A very interesting article, arguing that as a society we need to invest in larger technological endeavours and move our economy away from reliance on services. Needs some rereading.
I, like many, adored Elena Ferrante’s Neapolitan books. Her Guardian columns are also brilliant. In these little vignettes of anxiety and humanity she slightly over thinks the routine, the humdrum, those little interactions that make up our everyday lives, and in the process open up different ways of seeing things.
I’m writing this in Microsoft’s Visual Studio Code editor (most people call it “VScode”). I’m always trying out the new shiny-ness but this one is sticking, in part because of the excellent ecosystem of plugins and themes that doesn’t feel stale, like my former editor Atom.
I think another factor in making it such a good project is Microsoft’s investment and attention to detail, as shown in these wonderful release notes for v1.28. Very well done and showing a real concern for users and making the product focus on what users need from it.
A guide to running a tiny conference, and the value that you get out of working things out in an intensive few days with a small group of peers.
26. Open benches
I went for a walk with my parents and daughter at the old Metropolitan Police Ground in Chigwell. As we were walking around we were talking about all of the stories of the slightly sleepy and decaying grounds. There are little signs around the place remembering ex police officers who contributed to the club. There’s even a mural depicting life in the London hinterlands.
The people named on the benches and signs have a story that will be lost one day but it heartened me to think that something like Open Benches exists and might hold onto some of those stories. I’m going to add those Chigwell benches next time I go for a walk!
The Gentlewoman is that fantastic magazine whose cover stares out at you from across WHSmith. The bold, bare typeface frames a portrait of someone you know to be an awesome woman—Allison Janney, Simone Biles, and Björk have been fabulous recent covers.

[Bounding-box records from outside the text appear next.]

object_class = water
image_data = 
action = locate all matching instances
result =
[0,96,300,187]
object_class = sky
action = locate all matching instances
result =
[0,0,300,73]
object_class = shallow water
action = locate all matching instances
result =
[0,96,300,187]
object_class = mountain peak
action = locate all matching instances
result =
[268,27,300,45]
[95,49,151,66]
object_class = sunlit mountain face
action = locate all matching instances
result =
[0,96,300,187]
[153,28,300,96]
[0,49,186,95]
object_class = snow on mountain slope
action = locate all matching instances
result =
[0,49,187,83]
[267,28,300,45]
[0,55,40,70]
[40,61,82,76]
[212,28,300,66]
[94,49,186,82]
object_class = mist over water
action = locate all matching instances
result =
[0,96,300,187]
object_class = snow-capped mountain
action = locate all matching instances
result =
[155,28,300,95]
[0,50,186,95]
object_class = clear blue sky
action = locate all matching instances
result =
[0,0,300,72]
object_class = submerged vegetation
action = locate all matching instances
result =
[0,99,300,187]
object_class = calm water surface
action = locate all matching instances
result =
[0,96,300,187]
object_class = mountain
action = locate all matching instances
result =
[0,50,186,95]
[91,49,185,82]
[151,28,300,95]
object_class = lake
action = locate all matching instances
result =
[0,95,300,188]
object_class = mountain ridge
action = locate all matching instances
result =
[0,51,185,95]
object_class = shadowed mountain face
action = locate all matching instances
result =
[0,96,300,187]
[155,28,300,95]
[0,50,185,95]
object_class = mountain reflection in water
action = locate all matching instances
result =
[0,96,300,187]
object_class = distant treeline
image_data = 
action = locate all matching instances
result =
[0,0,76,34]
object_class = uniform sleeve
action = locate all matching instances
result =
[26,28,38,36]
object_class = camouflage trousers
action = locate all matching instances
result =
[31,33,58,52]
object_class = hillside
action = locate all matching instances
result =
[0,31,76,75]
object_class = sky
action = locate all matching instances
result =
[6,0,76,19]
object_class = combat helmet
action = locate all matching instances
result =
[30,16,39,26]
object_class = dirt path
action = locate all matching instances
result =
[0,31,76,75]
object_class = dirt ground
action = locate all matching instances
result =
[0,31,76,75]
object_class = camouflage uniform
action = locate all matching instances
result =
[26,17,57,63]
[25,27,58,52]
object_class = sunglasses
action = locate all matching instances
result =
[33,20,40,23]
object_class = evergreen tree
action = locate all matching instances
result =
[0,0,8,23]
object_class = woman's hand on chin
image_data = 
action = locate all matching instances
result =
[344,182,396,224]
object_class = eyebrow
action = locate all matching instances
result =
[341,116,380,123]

I didn’t realise that they also had a library of all of the interviews they have published. These are rich pickings, I got lost in the profiles for hours.

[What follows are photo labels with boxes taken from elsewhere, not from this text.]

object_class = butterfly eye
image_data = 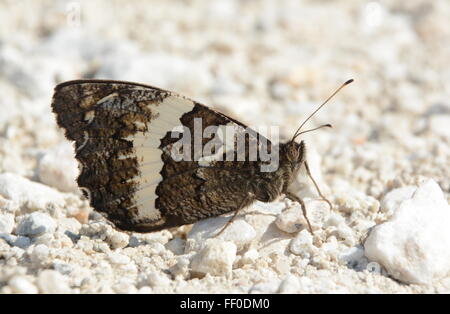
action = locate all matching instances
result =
[287,145,299,162]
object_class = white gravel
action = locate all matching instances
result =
[0,0,450,293]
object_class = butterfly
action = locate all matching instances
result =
[51,80,353,236]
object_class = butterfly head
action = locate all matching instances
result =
[284,141,306,166]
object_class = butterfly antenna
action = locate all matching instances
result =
[292,79,353,142]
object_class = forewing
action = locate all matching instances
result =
[52,80,270,232]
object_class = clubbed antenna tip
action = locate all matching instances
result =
[344,79,354,85]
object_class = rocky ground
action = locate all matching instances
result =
[0,0,450,293]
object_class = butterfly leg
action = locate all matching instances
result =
[213,192,255,238]
[286,192,314,235]
[305,160,333,209]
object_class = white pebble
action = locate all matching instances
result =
[106,230,130,250]
[381,186,417,215]
[165,238,186,255]
[8,276,38,294]
[38,141,79,193]
[108,253,131,265]
[147,272,172,288]
[16,212,56,237]
[364,179,450,284]
[275,198,330,233]
[0,173,64,210]
[289,230,317,258]
[277,275,300,294]
[191,239,237,276]
[0,214,14,234]
[37,270,70,294]
[240,249,259,265]
[188,217,256,249]
[30,244,50,265]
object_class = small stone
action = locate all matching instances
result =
[339,245,368,271]
[381,186,417,216]
[0,173,64,211]
[170,253,193,279]
[137,286,153,294]
[38,141,79,193]
[58,217,81,234]
[337,223,355,246]
[239,249,259,265]
[275,198,330,233]
[289,230,317,258]
[105,230,130,250]
[113,280,137,294]
[16,212,56,237]
[8,276,38,294]
[0,214,14,234]
[37,270,70,294]
[30,244,50,265]
[364,179,450,284]
[277,275,300,294]
[188,217,256,250]
[147,272,172,288]
[108,253,131,265]
[165,238,186,255]
[191,239,237,276]
[0,233,31,249]
[248,280,280,294]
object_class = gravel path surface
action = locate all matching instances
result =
[0,0,450,293]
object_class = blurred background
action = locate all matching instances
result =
[0,0,450,198]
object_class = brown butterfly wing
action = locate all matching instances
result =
[52,80,271,232]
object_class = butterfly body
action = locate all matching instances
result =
[52,80,326,232]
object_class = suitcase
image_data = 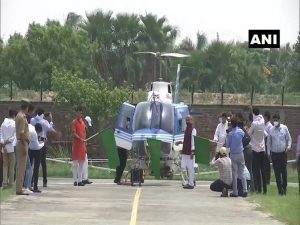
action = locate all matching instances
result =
[130,168,144,186]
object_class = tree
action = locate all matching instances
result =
[52,69,131,128]
[26,21,99,88]
[287,34,300,92]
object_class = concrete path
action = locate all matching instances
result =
[0,179,282,225]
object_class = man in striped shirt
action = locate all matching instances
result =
[267,114,292,195]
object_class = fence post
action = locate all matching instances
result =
[40,81,43,102]
[250,85,254,106]
[221,84,224,105]
[281,86,284,106]
[9,80,12,100]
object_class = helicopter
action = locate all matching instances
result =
[114,52,190,183]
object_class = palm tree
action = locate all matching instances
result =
[82,10,113,80]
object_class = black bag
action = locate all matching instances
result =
[130,168,144,183]
[242,132,251,148]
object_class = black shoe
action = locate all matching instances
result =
[221,188,228,197]
[82,179,93,184]
[282,188,286,195]
[183,184,194,189]
[78,182,85,186]
[32,188,42,193]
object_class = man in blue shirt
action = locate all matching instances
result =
[226,117,247,197]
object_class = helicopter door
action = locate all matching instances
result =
[174,105,189,142]
[115,102,135,150]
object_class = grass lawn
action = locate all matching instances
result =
[248,185,300,225]
[47,161,115,179]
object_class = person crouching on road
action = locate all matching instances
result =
[72,107,86,186]
[226,117,247,197]
[175,116,197,189]
[210,147,232,197]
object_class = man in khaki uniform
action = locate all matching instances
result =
[16,101,29,195]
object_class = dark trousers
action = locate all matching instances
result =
[237,178,251,196]
[28,149,41,189]
[243,145,254,192]
[40,146,47,184]
[272,152,287,194]
[297,155,300,195]
[264,154,271,184]
[210,179,232,192]
[0,151,3,187]
[252,151,267,193]
[115,148,127,183]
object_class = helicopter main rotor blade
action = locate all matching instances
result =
[134,52,157,56]
[161,53,190,58]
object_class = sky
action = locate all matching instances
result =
[0,0,300,44]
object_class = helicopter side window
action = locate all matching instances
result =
[174,107,189,134]
[117,104,135,133]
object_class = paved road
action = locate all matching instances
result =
[0,179,282,225]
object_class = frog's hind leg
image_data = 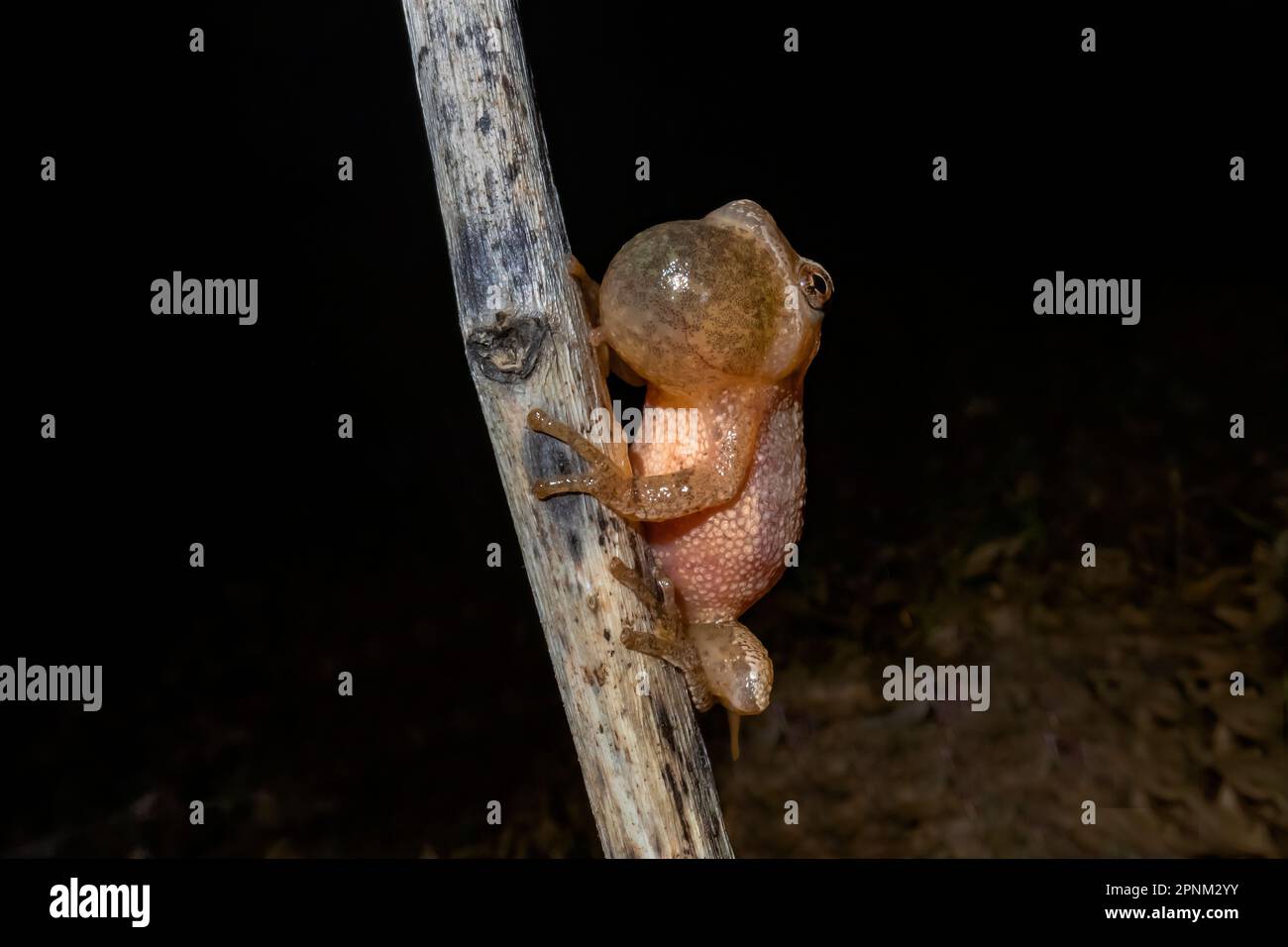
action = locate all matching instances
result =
[609,557,715,712]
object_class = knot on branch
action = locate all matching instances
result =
[465,310,549,384]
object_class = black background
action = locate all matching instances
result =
[0,3,1288,856]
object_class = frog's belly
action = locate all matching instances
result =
[632,398,805,622]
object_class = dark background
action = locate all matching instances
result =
[0,3,1288,856]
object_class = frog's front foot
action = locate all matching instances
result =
[528,407,630,509]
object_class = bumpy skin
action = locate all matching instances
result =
[528,201,832,736]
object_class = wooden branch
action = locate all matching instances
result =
[403,0,733,857]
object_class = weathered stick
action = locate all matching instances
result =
[403,0,733,857]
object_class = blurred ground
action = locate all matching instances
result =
[720,430,1288,857]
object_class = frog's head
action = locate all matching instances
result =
[600,201,832,395]
[686,621,774,759]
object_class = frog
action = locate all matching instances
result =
[527,200,833,759]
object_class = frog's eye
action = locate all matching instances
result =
[798,261,832,309]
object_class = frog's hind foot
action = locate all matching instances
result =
[608,556,715,711]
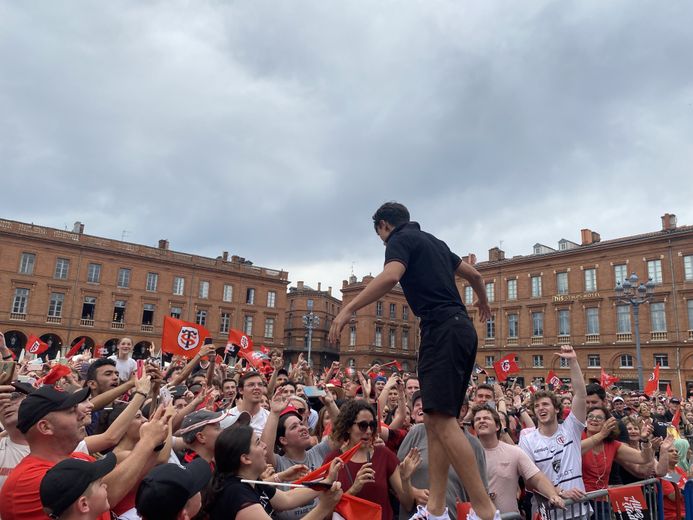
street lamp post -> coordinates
[615,273,655,392]
[303,308,320,366]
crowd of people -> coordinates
[0,336,693,520]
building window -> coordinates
[243,314,253,336]
[556,272,568,294]
[558,309,570,336]
[532,312,544,337]
[82,296,96,320]
[508,279,517,300]
[142,303,154,325]
[683,255,693,282]
[464,285,474,305]
[486,315,496,339]
[375,326,383,347]
[585,307,599,334]
[508,314,520,338]
[654,354,669,368]
[219,312,231,334]
[650,302,667,332]
[19,253,36,274]
[195,309,207,327]
[48,293,65,318]
[53,258,70,280]
[486,282,496,303]
[145,273,159,292]
[614,264,628,284]
[267,291,277,309]
[532,276,541,298]
[616,305,630,334]
[265,318,274,339]
[647,260,662,283]
[117,267,130,289]
[87,264,101,283]
[113,300,125,323]
[585,268,597,292]
[12,288,29,314]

An interview with the wonderful technician Hue Nguyen who sews things for NASA. The range of things she has been asked to do calls for a level of creativity and ingenuity that I’m envious of. This is an awesome job. It reminds me that my own grandmother sewed the soft tops of MG cars in the 70s. I come from a car loving family and so that was a real highlight, particularly for a recent immigrant, one of those stories that will span the generations.